Tidak seperti balobat yang secara sederhana dapat langsung berbunyi ketika ditiup, surdam
memiliki teknik khusus untuk meniupnya agar dapat berbunyi (lihat Lampiran Gambar L.3).
Tanpa menguasai teknik tersebut, surdam tidak akan berbunyi ketika ditiup. Alat musik surdam
biasanya dimainkan pada malam hari ketika suasana sepi.
7.3.4 Embal-embal dan empi-empi
Kedua alat musik ini sebenarnya merupakan alat musik yang hanya biasa ditemukan pada sawah
atau ladang ketika padi sedang menguning. Keduanya dimainkan atau digunakan sebagai alat
musik hiburan pribadi di sawah atau di ladang ketika menjaga padi dari gangguan burung.
Embal-embal (aerophone, single reed) terbuat dari satu ruas bambu yang dibuat lobang-lobang
penghasil nada. Sebagai alat musik tiup, lidah (reed) embal-embal dibuat dari badan alat musik
alat musik itu sendiri.
Empi-empi (aerophone, multiple reeds) terbuat dari batang padi yang telah mulai menguning.
Lidah (reed) dari empi-empi dibuat dari batang padi itu sendiri, dengan cara memecahkan
sebagian kecil dari salah satu ujung batang padi yang memiliki ruas. Akibat terpecahnya ruas
batang padi menjadi beberapa bagian (tidak terpisah) maka ketika ditiup bagian yang terpecah
tersebut akan menimbulkan bunyi.
Sebagian yang tidak terpecah kemudian dibuat lobang-lobang untuk menghasilkan nada yang
berbeda.
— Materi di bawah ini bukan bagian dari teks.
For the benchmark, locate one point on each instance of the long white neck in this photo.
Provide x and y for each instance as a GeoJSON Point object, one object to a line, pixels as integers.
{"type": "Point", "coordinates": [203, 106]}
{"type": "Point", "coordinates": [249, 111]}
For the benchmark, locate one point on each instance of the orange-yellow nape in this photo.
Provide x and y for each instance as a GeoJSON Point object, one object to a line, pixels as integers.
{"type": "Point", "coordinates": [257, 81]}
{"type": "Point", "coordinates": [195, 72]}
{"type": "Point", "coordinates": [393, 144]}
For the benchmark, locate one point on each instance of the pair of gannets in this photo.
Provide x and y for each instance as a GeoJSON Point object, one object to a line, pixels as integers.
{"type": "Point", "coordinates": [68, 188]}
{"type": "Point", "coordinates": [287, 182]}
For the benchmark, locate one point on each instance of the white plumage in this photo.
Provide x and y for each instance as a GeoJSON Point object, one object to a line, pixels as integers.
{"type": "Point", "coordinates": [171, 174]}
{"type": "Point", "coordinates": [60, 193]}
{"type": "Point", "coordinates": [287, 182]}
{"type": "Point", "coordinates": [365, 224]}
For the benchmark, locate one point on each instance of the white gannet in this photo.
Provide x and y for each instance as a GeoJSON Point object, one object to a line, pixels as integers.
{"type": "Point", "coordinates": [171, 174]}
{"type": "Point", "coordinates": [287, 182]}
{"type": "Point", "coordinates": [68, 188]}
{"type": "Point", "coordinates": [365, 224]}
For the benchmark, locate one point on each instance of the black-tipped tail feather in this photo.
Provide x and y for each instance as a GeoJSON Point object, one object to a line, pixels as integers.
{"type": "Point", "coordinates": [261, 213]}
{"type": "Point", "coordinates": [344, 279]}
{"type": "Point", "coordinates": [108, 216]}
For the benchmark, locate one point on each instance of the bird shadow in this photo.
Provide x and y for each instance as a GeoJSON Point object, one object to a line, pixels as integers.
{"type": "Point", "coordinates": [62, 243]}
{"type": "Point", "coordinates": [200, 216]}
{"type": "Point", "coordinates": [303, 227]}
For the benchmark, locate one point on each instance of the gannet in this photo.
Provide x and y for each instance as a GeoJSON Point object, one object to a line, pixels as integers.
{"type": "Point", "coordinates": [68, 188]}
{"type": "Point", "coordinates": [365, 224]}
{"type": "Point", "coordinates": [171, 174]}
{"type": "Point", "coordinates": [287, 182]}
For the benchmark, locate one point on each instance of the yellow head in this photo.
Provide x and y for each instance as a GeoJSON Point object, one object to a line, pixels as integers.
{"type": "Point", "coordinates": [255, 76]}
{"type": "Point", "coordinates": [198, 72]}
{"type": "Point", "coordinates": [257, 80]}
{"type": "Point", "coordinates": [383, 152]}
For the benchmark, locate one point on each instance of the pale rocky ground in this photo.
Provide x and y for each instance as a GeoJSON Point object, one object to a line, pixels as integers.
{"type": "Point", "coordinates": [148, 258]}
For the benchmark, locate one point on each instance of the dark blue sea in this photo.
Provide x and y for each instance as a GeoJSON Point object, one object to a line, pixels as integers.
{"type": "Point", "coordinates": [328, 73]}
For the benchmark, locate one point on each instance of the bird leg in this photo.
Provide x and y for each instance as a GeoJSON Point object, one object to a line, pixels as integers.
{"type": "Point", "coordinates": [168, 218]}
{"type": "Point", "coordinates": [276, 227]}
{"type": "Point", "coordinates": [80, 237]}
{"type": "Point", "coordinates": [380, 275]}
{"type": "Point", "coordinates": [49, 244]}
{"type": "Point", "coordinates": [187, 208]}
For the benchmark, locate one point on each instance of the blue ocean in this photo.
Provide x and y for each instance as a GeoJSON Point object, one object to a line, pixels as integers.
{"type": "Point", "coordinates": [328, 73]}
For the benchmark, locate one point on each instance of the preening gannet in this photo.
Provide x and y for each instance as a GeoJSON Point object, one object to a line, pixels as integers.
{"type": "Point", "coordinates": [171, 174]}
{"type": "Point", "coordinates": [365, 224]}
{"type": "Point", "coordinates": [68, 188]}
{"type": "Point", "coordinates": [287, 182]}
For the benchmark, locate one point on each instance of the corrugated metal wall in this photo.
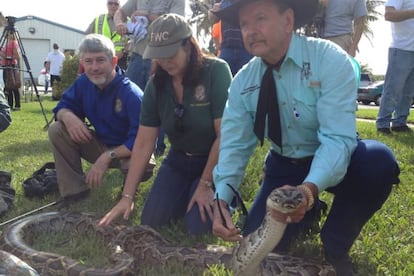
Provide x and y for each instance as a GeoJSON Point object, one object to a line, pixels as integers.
{"type": "Point", "coordinates": [37, 36]}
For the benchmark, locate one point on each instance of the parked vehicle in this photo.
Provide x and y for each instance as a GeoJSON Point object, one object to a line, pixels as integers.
{"type": "Point", "coordinates": [371, 93]}
{"type": "Point", "coordinates": [365, 80]}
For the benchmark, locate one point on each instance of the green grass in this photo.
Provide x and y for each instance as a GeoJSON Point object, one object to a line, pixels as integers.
{"type": "Point", "coordinates": [371, 114]}
{"type": "Point", "coordinates": [385, 246]}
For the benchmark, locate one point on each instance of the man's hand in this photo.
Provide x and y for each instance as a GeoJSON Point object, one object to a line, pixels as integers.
{"type": "Point", "coordinates": [94, 177]}
{"type": "Point", "coordinates": [223, 227]}
{"type": "Point", "coordinates": [124, 206]}
{"type": "Point", "coordinates": [77, 129]}
{"type": "Point", "coordinates": [203, 196]}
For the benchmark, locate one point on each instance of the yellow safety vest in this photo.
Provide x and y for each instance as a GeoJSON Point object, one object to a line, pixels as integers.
{"type": "Point", "coordinates": [102, 27]}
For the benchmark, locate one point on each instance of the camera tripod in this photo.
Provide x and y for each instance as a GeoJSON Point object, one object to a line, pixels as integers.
{"type": "Point", "coordinates": [11, 29]}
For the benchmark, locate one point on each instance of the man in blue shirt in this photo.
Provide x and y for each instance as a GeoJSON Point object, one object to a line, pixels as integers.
{"type": "Point", "coordinates": [319, 149]}
{"type": "Point", "coordinates": [111, 103]}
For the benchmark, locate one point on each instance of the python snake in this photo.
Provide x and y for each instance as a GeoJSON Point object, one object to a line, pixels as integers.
{"type": "Point", "coordinates": [258, 244]}
{"type": "Point", "coordinates": [137, 246]}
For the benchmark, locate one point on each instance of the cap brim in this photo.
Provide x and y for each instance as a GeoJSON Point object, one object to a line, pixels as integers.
{"type": "Point", "coordinates": [166, 51]}
{"type": "Point", "coordinates": [230, 14]}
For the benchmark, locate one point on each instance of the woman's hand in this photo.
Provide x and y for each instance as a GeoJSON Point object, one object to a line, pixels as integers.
{"type": "Point", "coordinates": [204, 197]}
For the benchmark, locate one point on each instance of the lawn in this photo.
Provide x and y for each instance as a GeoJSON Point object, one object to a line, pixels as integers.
{"type": "Point", "coordinates": [385, 246]}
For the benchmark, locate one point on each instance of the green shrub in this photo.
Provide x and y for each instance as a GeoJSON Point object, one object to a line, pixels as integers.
{"type": "Point", "coordinates": [69, 73]}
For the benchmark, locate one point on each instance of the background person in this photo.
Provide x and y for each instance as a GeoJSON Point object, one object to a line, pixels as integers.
{"type": "Point", "coordinates": [5, 116]}
{"type": "Point", "coordinates": [56, 59]}
{"type": "Point", "coordinates": [316, 147]}
{"type": "Point", "coordinates": [104, 24]}
{"type": "Point", "coordinates": [10, 58]}
{"type": "Point", "coordinates": [111, 103]}
{"type": "Point", "coordinates": [398, 92]}
{"type": "Point", "coordinates": [7, 193]}
{"type": "Point", "coordinates": [344, 23]}
{"type": "Point", "coordinates": [231, 47]}
{"type": "Point", "coordinates": [44, 76]}
{"type": "Point", "coordinates": [186, 97]}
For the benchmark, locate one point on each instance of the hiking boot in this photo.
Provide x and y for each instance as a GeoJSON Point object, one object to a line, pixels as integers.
{"type": "Point", "coordinates": [384, 130]}
{"type": "Point", "coordinates": [7, 193]}
{"type": "Point", "coordinates": [342, 265]}
{"type": "Point", "coordinates": [404, 128]}
{"type": "Point", "coordinates": [65, 202]}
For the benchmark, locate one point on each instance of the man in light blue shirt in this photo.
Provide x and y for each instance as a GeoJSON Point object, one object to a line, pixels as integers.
{"type": "Point", "coordinates": [316, 90]}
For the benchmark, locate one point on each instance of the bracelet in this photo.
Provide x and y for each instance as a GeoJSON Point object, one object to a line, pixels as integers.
{"type": "Point", "coordinates": [309, 195]}
{"type": "Point", "coordinates": [206, 183]}
{"type": "Point", "coordinates": [128, 196]}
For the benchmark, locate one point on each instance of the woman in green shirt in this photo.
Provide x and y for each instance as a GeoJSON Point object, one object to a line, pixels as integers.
{"type": "Point", "coordinates": [185, 97]}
Biasanya empi-empi mempunyai empat buah lobang nada. Untuk saat sekarang,
embal-embal dan empi-empi sudah semakin jarang ditemukan/dimainkan oleh masyarakat Karo,
khususnya orang Karo yang berada di daerah pedesaan.
7.3.5 Murbab, dan Genggong.
Alat musik murbab atau murdab merupakan alat musik gesek menyerupai rebab pada alat
musik tradisional Jawa atau biola pada musik klasik barat. Murbab terdiri dari dua senar,
sedangakan resonatornya terbuat dari tempurung kelapa. Alat musik murbab dahulu
dipergunakan sebagai alat musik solo dan dimainkan dihadapan beberapa orang sebagai hiburan.
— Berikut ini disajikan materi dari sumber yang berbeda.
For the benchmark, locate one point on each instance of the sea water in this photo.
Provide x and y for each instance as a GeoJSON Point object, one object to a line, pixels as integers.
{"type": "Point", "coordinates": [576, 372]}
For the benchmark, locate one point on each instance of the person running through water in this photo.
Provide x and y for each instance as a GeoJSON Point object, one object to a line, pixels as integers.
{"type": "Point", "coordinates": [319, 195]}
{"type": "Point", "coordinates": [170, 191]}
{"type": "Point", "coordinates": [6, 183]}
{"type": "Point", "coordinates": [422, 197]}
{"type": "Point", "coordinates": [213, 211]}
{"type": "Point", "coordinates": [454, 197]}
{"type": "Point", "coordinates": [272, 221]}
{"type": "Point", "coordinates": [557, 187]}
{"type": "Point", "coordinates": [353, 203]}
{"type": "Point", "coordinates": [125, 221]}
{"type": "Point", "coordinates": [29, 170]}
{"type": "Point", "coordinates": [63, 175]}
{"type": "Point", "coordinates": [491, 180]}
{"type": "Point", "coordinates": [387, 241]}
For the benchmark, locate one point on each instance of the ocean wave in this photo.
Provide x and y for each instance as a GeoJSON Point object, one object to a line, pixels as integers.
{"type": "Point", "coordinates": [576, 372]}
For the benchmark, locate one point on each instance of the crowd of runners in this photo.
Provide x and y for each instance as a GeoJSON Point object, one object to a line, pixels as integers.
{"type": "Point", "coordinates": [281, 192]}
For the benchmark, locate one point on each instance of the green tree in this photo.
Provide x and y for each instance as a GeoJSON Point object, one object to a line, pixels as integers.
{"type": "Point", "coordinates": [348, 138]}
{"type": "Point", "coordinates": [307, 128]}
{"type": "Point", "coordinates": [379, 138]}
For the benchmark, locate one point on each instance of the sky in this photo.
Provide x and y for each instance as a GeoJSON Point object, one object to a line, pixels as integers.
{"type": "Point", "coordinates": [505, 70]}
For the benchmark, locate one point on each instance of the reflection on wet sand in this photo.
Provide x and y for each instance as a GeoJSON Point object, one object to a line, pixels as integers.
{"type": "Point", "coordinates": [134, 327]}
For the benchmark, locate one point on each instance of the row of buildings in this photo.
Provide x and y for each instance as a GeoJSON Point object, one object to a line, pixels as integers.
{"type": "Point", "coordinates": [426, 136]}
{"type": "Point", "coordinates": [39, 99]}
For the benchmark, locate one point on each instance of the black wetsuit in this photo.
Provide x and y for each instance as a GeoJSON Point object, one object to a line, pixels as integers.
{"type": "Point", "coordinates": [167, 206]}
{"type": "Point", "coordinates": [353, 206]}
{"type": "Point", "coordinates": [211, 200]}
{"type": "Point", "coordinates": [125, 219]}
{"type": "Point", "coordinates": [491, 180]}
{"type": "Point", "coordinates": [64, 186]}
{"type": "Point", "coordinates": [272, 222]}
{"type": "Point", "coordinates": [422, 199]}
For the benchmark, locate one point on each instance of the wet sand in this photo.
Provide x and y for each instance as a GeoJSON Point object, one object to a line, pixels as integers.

Alat musik ini kemungkinan besar telah hilang dari kebudayaan musik Karo.
Genggong adalah alat musik yang terbuat dari besi, dan dibunyikan dengan menggunakan mulut
sebagai resonator. Selain sebagai resonator, mulut juga berfungsi untuk mengubah tinggi
rendahnya nada yang diinginkan. Pada waktu dulu, genggong dipergunakan oleh anak perana
(perjaka) untuk memanggil singudanguda (gadis) pujaan hatinya pada malam hari agar keluar
dari rumah, sehingga mereka bisa memadu kasih asmara. Biasanya, seorang anak perana
memainkan genggong dengan lagu tertentu yang telah dimengerti oleh kekasihnya, sehingga dia
akan keluar dari rumah. Genggong juga diperkirakan telah hilang dari kebudayaan musik Karo
saat ini.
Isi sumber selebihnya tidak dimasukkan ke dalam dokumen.